TERRA SF 006 - K. H. Scheer : Verdammt für alle Zeiten


Karl Herbert Scheer : Verdammt für alle Zeiten
Terra SF 006, 25.10.1957
gekürzter Nachdruck des gleichnamigen Leihbuchs von 1956
Titelbild : Johnny Bruck


Mit diesem Zukunftsroman wird der Leser in das Jahr 2065 versetzt. Meisterhaft versteht es der Autor, die technischen Errungenschaften zu schildern, mit denen die Menschen der Erde und damit sich selbst vernichten. Raumschiffe gigantischen Ausmaßes rasen mit ungeahnter Geschwindigkeit durch das All, um auf anderen Planeten zu landen.

Gewaltige Explosionen zerstören die Erde und vernichten alles Leben. Nur wenige Menschen entgehen der Katastrophe. Die Erbmasse der Überlebenden ist durch die atomaren Strahleneinwirkungen der Explosionen derart beeinträchtigt, daß ihre Nachkommen Lebewesen sind, die...

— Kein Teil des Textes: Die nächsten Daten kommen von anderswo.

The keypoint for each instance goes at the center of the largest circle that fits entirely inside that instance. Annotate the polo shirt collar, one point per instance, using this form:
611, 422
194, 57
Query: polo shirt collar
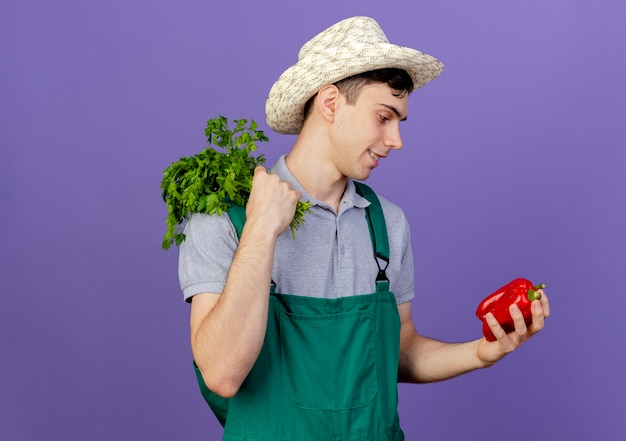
350, 198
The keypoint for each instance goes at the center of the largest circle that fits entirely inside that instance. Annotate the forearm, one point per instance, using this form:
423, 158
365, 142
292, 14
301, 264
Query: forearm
227, 339
425, 360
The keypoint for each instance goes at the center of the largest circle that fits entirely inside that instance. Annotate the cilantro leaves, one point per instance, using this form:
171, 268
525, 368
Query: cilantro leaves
211, 180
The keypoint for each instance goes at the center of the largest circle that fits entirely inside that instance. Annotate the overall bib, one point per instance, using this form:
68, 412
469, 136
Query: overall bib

Aber lesen Sie selbst, und Sie werden von der Phantasie des Autoren begeistert sein.
Klappentext des BALOWA-Leihbuchs

Die Menschheit hatte keine Chance, als im Jahr das Raumschiff der Radios plötzlich über der Erde auftauchte. Jede Abwehr kam zu spät, denn die Fremden aus den Tiefen des Alls zögerten keine Sekunde, den Planeten in eine radioaktive Strahlenhölle zu verwandeln, in der alles Leben verging. Dennoch gibt es im Jahr noch Menschen. Sie halten sich im Innern des Saturnmondes Japetus versteckt. Doch ihre Überlebensfrist läuft ab - es sei denn, sie finden eine neue Heimat zwischen den Sternen.
Klappentext des UTOPIA-Bestsellers von 1977, bearbeitete Neufassung

"Nihilistisch" nennt Thomas Harbach in seinem Scheer-Artikel diesen Roman. Und "großartig". Ich kann ihm da nur beipflichten, gerade in den Frühwerken von KHS gibt es einige Romane, die einen unglaublichen Impact haben. Dies ist einer davon. Absolut unverfilmbar, die darin geschilderten Tragödien sind heutzutage keinem Kinogänger zuzumuten. Und auch als Leser tut man sich schwer, die Katastrophen zu lesen.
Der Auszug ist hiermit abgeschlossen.